What strikes me as odd about these quotes is that they were able to identify the floor which "buckled" from close to the building at street level. Maybe they should have said 3/4 from the bottom or similar. These quotes sound like people talking and don't know how to describe what they saw.
 
What strikes me as odd about these quotes is that they were able to identify the floor which "buckled" from close to the building at street level. Maybe they should have said 3/4 from the bottom or similar. These quotes sound like people talking and don't know how to describe what they saw.

Only one of those interviews mentions a specific floor. The interview was five weeks later, and he may well have incorporated the videos and descriptions from the constant TV coverage into his account.
 
So my questions are:
  1. Is there video or photographic evidence the Twin Towers had some buckling too?
  2. Can 'buckling' be understood in a more general way or is it always meant in the oral histories I've quoted in the way NIST uses it for describing the phenomenon how the columns or the external frame of WTC 7 buckled in the NIST simulations?

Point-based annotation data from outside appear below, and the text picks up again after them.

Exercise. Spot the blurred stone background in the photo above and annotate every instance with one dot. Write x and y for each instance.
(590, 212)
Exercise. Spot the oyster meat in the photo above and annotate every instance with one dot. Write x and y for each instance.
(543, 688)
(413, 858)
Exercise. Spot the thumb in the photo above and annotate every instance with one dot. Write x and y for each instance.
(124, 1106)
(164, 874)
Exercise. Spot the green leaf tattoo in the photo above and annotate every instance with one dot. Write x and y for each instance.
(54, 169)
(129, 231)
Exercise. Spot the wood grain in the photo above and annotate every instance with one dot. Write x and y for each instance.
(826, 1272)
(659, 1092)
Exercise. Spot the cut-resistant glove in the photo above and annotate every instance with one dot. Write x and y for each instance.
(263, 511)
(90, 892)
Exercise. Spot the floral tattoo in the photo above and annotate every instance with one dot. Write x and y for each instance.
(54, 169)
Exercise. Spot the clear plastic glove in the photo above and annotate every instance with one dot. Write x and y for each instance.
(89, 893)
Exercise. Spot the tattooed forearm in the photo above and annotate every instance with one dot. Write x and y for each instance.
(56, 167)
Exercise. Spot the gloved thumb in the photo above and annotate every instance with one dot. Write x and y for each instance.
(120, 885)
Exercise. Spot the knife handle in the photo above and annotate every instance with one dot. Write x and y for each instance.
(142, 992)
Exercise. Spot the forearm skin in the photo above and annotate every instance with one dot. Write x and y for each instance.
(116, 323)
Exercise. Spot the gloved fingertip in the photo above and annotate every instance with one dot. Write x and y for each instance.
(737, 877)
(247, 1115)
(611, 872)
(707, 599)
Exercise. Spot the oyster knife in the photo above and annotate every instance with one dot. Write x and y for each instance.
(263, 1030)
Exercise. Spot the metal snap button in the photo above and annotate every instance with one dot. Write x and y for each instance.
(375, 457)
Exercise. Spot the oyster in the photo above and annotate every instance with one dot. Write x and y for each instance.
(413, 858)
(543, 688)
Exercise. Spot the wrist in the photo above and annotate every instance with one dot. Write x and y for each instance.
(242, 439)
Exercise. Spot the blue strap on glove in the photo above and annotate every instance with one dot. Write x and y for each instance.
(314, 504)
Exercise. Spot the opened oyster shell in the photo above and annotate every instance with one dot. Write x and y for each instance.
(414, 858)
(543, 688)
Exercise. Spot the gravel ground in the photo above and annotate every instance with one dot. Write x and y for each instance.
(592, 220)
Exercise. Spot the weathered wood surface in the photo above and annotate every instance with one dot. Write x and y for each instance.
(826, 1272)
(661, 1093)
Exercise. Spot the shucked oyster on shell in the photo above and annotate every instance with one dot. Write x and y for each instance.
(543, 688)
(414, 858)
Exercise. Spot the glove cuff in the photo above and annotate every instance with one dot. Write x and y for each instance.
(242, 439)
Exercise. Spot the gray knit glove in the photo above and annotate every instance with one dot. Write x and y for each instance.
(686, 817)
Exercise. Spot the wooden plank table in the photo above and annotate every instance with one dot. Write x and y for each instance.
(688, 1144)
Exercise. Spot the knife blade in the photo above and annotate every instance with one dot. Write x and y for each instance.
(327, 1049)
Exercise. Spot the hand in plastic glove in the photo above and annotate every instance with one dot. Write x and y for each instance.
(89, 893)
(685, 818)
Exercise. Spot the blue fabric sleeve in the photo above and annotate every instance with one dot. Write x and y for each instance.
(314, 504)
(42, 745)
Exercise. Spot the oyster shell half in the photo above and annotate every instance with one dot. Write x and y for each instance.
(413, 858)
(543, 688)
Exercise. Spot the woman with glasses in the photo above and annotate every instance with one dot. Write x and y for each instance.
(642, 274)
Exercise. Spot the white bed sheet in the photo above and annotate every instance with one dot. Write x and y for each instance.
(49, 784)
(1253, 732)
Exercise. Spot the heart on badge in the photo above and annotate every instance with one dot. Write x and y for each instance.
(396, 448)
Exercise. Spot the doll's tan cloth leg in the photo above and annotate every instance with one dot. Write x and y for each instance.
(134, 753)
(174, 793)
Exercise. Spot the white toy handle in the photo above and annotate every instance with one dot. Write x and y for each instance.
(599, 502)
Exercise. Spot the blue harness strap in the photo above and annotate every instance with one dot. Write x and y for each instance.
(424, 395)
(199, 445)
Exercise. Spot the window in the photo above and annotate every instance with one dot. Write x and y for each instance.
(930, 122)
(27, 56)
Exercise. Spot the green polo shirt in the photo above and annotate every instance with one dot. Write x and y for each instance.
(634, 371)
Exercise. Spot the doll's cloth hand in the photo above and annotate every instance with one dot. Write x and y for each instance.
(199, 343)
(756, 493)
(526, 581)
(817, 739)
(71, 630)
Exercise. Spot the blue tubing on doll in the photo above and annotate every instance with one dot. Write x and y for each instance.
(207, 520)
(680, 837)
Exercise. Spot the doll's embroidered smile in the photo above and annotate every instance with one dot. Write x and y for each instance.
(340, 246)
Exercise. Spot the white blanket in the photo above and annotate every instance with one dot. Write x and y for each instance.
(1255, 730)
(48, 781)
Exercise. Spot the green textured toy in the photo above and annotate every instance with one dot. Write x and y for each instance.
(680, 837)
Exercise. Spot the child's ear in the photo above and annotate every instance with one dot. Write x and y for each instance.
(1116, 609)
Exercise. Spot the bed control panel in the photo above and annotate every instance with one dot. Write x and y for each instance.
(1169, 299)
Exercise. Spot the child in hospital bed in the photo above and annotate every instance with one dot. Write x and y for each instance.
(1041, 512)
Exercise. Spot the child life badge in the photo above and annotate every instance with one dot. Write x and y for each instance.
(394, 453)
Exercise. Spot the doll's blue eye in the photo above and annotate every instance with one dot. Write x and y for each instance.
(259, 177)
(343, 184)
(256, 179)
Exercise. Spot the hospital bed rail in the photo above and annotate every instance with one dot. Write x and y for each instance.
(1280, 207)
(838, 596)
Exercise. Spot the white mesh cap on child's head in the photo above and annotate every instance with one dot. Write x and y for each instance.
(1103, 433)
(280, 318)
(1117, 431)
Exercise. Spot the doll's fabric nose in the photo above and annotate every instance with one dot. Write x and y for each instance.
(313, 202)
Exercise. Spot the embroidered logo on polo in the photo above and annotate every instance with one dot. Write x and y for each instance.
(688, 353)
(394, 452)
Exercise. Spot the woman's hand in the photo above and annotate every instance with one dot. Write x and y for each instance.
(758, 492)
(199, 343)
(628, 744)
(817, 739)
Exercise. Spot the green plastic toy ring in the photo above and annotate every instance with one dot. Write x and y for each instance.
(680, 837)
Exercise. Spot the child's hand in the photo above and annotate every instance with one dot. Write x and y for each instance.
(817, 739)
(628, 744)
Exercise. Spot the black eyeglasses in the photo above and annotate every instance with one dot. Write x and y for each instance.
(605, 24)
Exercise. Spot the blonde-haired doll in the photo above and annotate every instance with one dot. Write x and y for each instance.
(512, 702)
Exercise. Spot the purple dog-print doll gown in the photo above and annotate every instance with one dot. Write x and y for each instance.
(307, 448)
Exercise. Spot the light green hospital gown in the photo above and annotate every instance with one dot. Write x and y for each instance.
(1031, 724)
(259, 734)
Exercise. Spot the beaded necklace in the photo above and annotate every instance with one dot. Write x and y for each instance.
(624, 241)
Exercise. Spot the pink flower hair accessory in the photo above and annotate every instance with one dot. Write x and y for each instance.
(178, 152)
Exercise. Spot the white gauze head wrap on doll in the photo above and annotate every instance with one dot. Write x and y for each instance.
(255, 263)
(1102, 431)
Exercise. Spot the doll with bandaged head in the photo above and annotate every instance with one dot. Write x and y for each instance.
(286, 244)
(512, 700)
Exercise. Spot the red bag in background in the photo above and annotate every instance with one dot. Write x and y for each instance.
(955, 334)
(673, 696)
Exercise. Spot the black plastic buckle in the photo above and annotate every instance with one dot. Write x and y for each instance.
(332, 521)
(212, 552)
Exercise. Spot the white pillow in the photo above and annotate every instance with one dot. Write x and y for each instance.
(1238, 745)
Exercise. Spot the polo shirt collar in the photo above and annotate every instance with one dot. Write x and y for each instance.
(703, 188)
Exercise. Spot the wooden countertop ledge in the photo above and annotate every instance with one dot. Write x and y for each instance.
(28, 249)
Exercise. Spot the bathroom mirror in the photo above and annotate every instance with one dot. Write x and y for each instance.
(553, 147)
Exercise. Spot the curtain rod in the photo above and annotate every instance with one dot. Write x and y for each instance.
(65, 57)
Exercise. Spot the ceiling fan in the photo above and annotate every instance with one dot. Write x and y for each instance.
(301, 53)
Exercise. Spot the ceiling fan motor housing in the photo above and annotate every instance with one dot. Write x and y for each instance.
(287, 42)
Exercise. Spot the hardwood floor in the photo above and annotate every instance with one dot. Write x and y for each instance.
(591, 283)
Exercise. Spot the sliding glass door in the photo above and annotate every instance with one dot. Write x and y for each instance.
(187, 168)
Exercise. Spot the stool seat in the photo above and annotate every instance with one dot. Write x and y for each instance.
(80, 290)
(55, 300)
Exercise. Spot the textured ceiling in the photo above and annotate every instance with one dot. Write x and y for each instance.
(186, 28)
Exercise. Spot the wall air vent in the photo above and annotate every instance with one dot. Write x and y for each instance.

1. Just the inward buckling/bending. Seen at 1:20 here:

Source: https://www.youtube.com/watch?v=TJJPYTVjxug


2. People are going to use "buckling" to mean a range of things. It think in the context of the towers it's more used as a descriptor for sudden loss of support. It's not a common everyday word, and most people will encounter it in the semi-figurative usage of a person collapsing, "their knees buckled" — i.e. a sudden loss of support.
 
Even in a structural context, there's two very distinct types of buckling. There's slender column buckling, which in the WTC case would happen over several floors. Then there's local buckling, which a shorter section of a box column might experience.
squidgedColumnBIG.jpg

What you mostly see in the collapse of the towers is the exterior sections coming apart at the joins. Kind of bucking like a knee does.